– Projekt tzw. ustawy odległościowej jest do tego stopnia szkodliwy – zarówno dla dalszego rozwoju energetyki wiatrowej, jak i dla już eksploatowanych farm wiatrowych, ale także dla budżetu państwa oraz dotkniętych nim gmin – że trudno sobie wyobrazić jego wejście w życie w niezmienionym kształcie – mówi Wojciech Sztuba, partner zarządzający TPA Horwath.
Niedawno branżą OZE wstrząsnęła wieść o nowym projekcie ustawy odległościowej, tzw. „antywiatrakowej”. Zwolennicy energii wiatrowej podnieśli larum, gdyż projekt nie daje żadnych szans na rozwój energetyki wiatrowej w Polsce; więcej nawet – może zahamować rozwój inwestycji. Projekt zakłada bowiem ustalenie sztywnej, minimalnej odległości turbin wiatrowych od zabudowań na poziomie 10-krotności wysokości całej instalacji.
W polskich warunkach oznacza to praktyce wstrzymanie rozwoju farm wiatrowych – apeluje międzynarodowa organizacja TPA Horwath, która jako kolejna, po Konfederacji Lewiatan i Polskim Stowarzyszeniu Energetyki Wiatrowej skrytykowała projekt ustawy odległościowej.
Zagrożona branża, inwestycje, miejsca pracy
Jeśli inwestycje w moce wiatrowe będą musiały ustąpić miejsca innym technologiom, automatycznie wzrosną koszty produkcji energii.
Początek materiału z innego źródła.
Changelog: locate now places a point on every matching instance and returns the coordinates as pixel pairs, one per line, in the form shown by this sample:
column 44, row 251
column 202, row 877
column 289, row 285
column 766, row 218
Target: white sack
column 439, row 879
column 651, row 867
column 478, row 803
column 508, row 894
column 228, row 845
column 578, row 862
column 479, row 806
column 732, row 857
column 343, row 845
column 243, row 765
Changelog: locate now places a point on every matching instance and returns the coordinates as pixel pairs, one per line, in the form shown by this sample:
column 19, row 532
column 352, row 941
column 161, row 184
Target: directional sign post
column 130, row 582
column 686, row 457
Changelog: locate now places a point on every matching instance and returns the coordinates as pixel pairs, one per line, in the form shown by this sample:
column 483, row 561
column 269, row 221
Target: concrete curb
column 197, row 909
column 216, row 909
Energia elektryczna, którą w ramach nowego systemu aukcyjnego dla OZE mogłyby wyprodukować farmy wiatrowe, będzie musiała zostać zastąpiona przede wszystkim przez produkcję z instalacji wykorzystujących biomasę, biogaz oraz z elektrowni słonecznych. Spowoduje to, że średni długoterminowy koszt energii elektrycznej z wyżej wymienionych technologii (ang. Levelised Cost of Energy - LCOE) będzie o ok. 60 zł wyższy (za każdą megawatogodzinę) niż mógłby być przy zastosowaniu elektrowni wiatrowych. Zwiększony koszt produkcji energii (średnio z 340 zł/MWh aż do 400 zł/MWh) najbardziej obciąży konsumentów i przedsiębiorców.
TPA Horwath zwraca również uwagę na problem zastępowania obecnie działających elektrowni wiatrowych nowymi mocami. Zablokowanie dalszych inwestycji sprawi, że produkcja zielonej energii, która miałaby być wytwarzana przez nowe farmy wiatrowe, będzie musiała zostać wygenerowana przez inne źródła odnawialne. Z szacunków TPA Horwath wynika jednak, że koszt zastąpienia instalacji wiatrowych nowymi mocami w pozostałych technologiach OZE będzie stopniowo wzrastał i w 2042 roku sięgnie 2,6 mld zł, które trzeba będzie dopłacić dodatkowo każdego roku, gdyż inne technologie OZE produkują energię drożej niż energetyka wiatrowa.
– Projekt tzw. ustawy odległościowej jest do tego stopnia szkodliwy – zarówno dla dalszego rozwoju energetyki wiatrowej, jak i dla już eksploatowanych farm wiatrowych, ale także dla budżetu państwa oraz dotkniętych nim gmin – że trudno sobie wyobrazić jego wejście w życie w niezmienionym kształcie. Zgodnie z wymogami racjonalnej legislacji, realizacja celów w rodzaju stworzenia dodatkowej przestrzeni do rozwoju innych technologii OZE czy modyfikacji miksu wytwórczego w stronę bardziej stabilnych źródeł energii, powinna być prowadzona w sposób możliwie nieinwazyjny. Tymczasem projekt ustawy rażąco narusza prawa nabyte deweloperów, inwestorów, rolników i jednostek samorządowych. Jego przyjęcie bardzo źle wpłynie na ocenę konkurencyjności inwestycyjnej naszego kraju – mówi Wojciech Sztuba, partner zarządzający TPA Horwath.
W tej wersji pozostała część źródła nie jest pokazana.